The Breeze Bike Share program is losing revenue and ridership to competition from dockless scooters and bikes.
Breeze is a program that allows riders to rent bikes by the hour on an app or for a monthly or annual fee. The City of Santa Monica launched Breeze in 2015 and integrated it with similar systems in Beverly Hills, West Hollywood and UCLA last April to give users access to bikes across the region. 289,159 trips were taken on Breeze bikes in 2016, climbing to 317,826 in 2018.
When the City launched the Shared Mobility pilot program last September, giving four scooter and bike companies license to operate in Santa Monica, officials said the program was intended to build on Breeze’s success.
Instead, the widespread adoption of dockless devices has depressed Breeze ridership and the revenue the City collects from the program. 212,175 trips were taken on Breeze bikes in 2018, exactly one-third fewer trips than the year prior. The City lost $6,130 on the program in 2018 after earning $316,769 in 2017. Breeze has spent $162,084 more than the $456,403 in revenue it has generated so far this year.
“Even with projected revenue losses in 2019, Breeze is among few municipal bike share systems that have operated with a surplus of revenue,” said City spokesperson Constance Farrell.
City Councilmember Ted Winterer said riders have turned from docked bike share systems to e-scooters and e-bikes because they can find dockless devices more easily. Electric motors also put the devices at an advantage, he said.
“Breeze has been an invaluable resource for people in the last three years, and it’s only recently that we’ve seen a decline in revenues,” Winterer said. “Now, there are new for-profit players in this arena and people like new, bright, shiny things.”
Breeze is still Santa Monica’s most affordable shared mobility option and has a partnership with Community Corporation of Santa Monica for low-income residents, Farrell said.
City Manager Rick Cole said at Tuesday’s City Council meeting that it’s time to restructure the service or its funding. About half of Breeze’s funding comes from its partnership with Hulu and user fees generate the remainder. The funding Hulu provides will remain level through November 2020.
Winterer said at the meeting that the City would either have to commit to subsidizing the service or scale it back.

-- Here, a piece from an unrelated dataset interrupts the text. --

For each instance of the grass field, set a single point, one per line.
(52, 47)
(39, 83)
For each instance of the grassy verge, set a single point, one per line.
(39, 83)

In an interview with the Daily Press, he said introducing electric motors to the bikes could attract ridership and revenue, but also raised the possibility of allowing a private bike company to use Breeze docks for their own devices.
“If there’s a better option in the private sector than the Breeze bikes, that would have to be a revenue-sharing agreement,” Winterer said. “We have a coterie of loyal Breeze users and we don’t want to just pull the plug on it, but we need to parse through the possibilities.”
The City will share insights about the Shared Mobility program, which includes Breeze, by this fall and Council will discuss the future of Breeze then, Farrell said.